The judges noted that The Globe and Mail’s unwavering pursuit of its aims disclosed shortcomings in provincial and federal legislation and in the involvement of both levels of government in the protection of children. The series brought about proposals for legislative changes and of official inquiries into some situations. Globe editor, Richard Doyle said the basis of the newspaper’s entry was a “year-round concentration of effort to bring about reform in an area that had been long neglected – perhaps because neither the writers nor readers wanted to believe what was eventually established as truth”
The editorials were written by Oakland Ross and Jean Howarth, and the articles by Barbara Yaffe, Rosemarie Boyle, James Jefferson, Peggy McCallum and Oakland Ross.
William MacPherson, chairman of the Press Club Canada Michener Award Committee thanked the Governor General for the ‘unflagging interest in and support of the Award and said the level of excellence for this year’s entries was extremely high. (full text)
Honourable Mention: CBC-TV, for a two-part program called “Connections”; An Investigation into Organized Crime in Canada.
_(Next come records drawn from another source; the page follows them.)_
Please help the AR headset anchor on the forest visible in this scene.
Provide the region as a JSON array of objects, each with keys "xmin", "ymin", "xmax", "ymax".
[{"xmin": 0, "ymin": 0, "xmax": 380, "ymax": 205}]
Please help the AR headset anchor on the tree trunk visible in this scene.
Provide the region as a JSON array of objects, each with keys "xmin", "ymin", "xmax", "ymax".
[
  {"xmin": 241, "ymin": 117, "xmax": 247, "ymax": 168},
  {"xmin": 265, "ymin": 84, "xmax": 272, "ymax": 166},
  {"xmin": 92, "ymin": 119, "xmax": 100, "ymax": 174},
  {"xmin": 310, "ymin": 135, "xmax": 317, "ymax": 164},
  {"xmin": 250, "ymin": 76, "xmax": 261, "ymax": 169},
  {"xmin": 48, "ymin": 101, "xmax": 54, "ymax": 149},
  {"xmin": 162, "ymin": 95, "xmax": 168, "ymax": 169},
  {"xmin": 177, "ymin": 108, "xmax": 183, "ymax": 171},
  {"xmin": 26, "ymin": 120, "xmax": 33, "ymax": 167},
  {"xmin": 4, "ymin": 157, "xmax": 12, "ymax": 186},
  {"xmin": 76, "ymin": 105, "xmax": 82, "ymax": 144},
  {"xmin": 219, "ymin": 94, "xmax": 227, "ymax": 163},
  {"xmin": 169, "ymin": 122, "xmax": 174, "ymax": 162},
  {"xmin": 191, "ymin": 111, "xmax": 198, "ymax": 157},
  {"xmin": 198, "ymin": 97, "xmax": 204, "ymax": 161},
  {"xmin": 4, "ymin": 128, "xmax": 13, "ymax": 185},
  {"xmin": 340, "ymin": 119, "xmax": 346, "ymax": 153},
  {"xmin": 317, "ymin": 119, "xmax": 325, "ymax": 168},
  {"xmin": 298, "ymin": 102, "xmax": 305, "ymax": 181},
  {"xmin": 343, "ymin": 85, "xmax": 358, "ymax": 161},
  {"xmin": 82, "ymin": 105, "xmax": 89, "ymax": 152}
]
Each segment ran 90 minutes. The judges found that the network performed a valuable service by alerting Canadians to the threat organized crime posed for society in Canada, and to the way it had already spread into many parts of the country.
Two and a half years in the making, the program presented a graphic picture of the growth of organized crime in three Canadian cities – Montreal, Toronto and Vancouver. It described links between all three and crime organizations in the United States. Through interviews, many with crime figures, it disclosed how the organizations flourish and prosper. (A short film consisting of excerpts from CBC’s program was provided for guests at the ceremony)
Three other news organizations were cited for unusual merit:
CHCM Marystown, Nfld. (population about 6,000) for persisting in a campaign, despite rebuffs and disappointments, to have the ministry of transport set up a formal inquiry into the disappearance in August of the fishing boat Cape Royal with a loss of eight lives. Three times in the course of its prodding, the radio station received identical telegrams from an executive assistant to Transport Minister Lang, each saying he was bringing the matter to the minister’s attention.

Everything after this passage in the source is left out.